McCain tries to out-do Trump with radical pledge to obstruct Supreme Court
Even though John McCain has pulled his support for Donald Trump, what he is now promising to do if Hillary Clinton is elected is every bit as dangerous, undemocratic, and unconstitutional as anything Trump has proposed. But it is nothing new for the Republican Party. Congressional Republicans famously met in secret on the night of Barack […]

But it is nothing new for the Republican Party.
Congressional Republicans famously met in secret on the night of Barack Obama’s first inauguration to pledge their unyielding obstruction to his agenda. In the heat of the 2016 campaign, it is easy to forget that they are still hard at work fulfilling that pact.
The 215+ days Senate Republicans have left the late Justice Antonin Scalia’s Supreme Court seat vacant is the longest such period in our history.
And in an interview with Philadelphia radio host Dom Giordano, McCain pledged to keep that vacancy going indefinitely should Clinton become president:
I promise you that we will be united against any Supreme Court nominee that Hillary Clinton, if she were president, would put up. I promise you.

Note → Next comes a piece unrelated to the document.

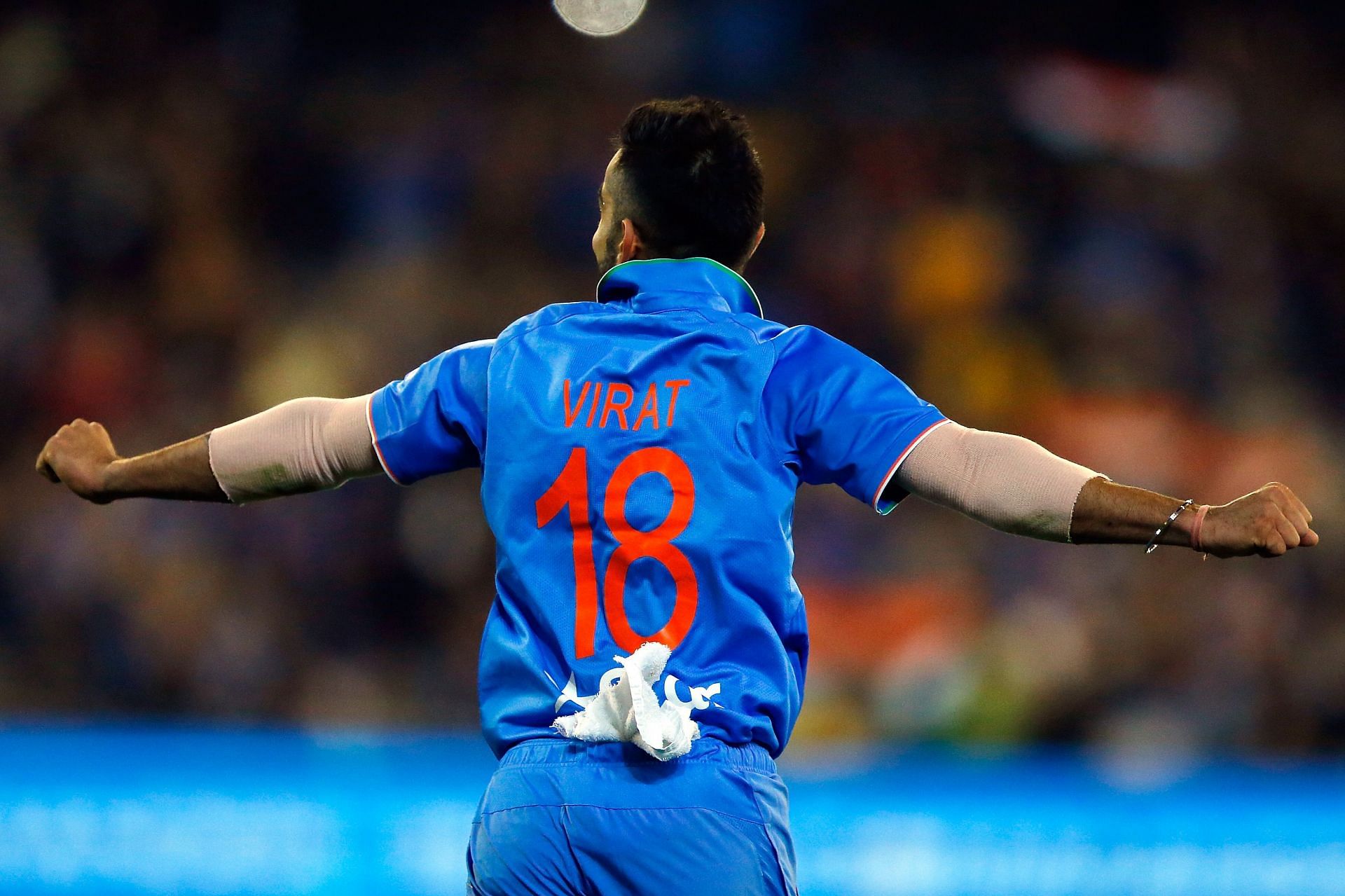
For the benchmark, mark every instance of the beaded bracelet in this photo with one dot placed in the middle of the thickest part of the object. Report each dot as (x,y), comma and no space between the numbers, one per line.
(1159,533)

This is where we need the majority and Pat Toomey is probably as articulate and effective on the floor of the Senate as anyone I have encountered.

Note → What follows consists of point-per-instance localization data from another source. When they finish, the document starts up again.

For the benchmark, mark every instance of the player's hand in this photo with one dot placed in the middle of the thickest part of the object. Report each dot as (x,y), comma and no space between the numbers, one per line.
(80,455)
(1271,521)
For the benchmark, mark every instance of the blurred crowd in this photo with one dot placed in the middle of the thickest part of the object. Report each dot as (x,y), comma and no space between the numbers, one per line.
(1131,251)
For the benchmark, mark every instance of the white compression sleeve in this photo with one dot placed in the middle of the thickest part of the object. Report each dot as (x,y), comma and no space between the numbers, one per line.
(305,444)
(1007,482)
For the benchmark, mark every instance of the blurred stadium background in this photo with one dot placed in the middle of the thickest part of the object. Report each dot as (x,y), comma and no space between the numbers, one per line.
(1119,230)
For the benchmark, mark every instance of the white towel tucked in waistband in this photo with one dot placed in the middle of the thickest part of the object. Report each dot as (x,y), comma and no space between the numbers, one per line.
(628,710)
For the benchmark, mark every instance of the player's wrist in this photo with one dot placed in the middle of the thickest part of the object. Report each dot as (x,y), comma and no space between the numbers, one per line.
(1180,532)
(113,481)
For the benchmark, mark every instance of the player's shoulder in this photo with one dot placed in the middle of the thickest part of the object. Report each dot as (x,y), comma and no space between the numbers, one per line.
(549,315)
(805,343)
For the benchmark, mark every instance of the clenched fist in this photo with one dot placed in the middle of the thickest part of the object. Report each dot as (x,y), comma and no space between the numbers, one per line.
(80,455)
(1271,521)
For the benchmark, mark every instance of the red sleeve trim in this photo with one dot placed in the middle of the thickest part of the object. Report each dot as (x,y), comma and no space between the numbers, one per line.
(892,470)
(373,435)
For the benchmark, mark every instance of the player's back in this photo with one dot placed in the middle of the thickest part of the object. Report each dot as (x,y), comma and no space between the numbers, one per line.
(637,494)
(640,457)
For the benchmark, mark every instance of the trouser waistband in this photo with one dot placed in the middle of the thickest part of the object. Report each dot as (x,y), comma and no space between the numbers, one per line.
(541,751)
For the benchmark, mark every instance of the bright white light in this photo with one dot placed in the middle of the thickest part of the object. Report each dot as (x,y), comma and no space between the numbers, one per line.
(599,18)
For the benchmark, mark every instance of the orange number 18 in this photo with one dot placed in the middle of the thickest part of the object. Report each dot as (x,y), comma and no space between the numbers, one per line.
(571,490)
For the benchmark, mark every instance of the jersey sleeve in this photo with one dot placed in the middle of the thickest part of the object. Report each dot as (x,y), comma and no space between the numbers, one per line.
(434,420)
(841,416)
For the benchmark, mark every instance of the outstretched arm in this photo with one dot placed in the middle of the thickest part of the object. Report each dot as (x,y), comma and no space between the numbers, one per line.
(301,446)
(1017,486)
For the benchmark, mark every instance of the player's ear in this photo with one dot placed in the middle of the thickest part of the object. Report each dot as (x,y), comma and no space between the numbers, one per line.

Senate Republicans have previously maintained that they wanted whoever won the election to nominate a new justice. McCain is now proposing that if Clinton wins, but the GOP retains their majority in the Senate, they will go four to eight years without confirming any Supreme Court justices. And if the Democrats take the majority, Republicans will filibuster all Court nominees.

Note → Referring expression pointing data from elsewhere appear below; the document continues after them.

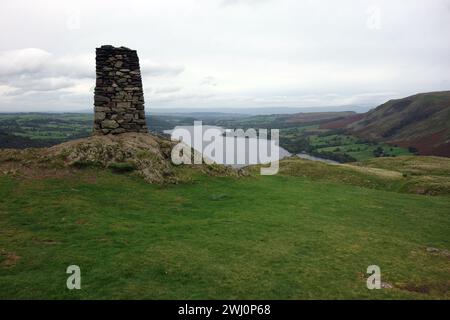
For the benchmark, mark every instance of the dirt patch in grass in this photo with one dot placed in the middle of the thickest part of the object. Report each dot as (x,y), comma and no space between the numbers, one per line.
(10,259)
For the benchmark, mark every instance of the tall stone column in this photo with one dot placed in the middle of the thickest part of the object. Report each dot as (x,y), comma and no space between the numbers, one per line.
(119,98)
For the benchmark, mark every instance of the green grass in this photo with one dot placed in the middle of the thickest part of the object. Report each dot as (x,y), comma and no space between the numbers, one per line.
(264,237)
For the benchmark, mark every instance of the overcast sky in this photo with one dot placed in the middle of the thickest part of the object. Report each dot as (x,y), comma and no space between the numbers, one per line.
(226,53)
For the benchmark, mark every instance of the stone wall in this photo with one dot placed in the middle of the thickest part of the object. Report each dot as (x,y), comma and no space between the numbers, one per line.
(118,99)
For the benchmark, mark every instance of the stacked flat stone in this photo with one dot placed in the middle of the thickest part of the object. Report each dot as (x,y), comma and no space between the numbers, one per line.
(119,98)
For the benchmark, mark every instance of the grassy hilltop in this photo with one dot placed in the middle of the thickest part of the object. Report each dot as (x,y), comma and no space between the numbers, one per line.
(296,235)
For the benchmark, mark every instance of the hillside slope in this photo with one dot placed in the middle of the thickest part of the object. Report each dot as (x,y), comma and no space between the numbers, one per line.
(421,121)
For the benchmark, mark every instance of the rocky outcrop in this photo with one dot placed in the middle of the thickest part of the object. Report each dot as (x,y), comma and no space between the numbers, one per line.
(119,98)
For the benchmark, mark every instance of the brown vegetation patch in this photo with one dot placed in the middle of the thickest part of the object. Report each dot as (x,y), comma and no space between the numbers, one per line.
(10,259)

Well this isn't going well: McCain literally flees a reporter asking about his comments that he'll block anyone Clinton appoints to SCOTUS. pic.twitter.com/hsbOsQb8bm
— Matt McDermott (@mattmfm) October 18, 2016
If the Republicans carry out McCain’s threat, the current 4-4 deadlock on the Court would only be broken by whichever vacancy occurs next. Thus, by the end of Hillary Clinton’s presidency, the Supreme Court may be comprised of only seven justices — or even fewer. And the obstructionism is highly unlikely to end there, if Obama’s two terms are any indication.
It is meaningless symbolism for a Republican congressperson to disavow or repudiate Trump for his ignorant statements, horrid behavior, and complete ignorance of how government is supposed to function, if they intend to react to a Clinton victory in ways that are equally damaging and imprudent.
Neither the U.S. Constitution nor the Judiciary Act of 1869 specifies what should be done if the number of Supreme Court justices falls below the required quorum of six.
Clearly, no one involved in the creation of these rules anticipated a United States Senate that would refuse to recognize the authority of a president to perform his or her constitutional duties.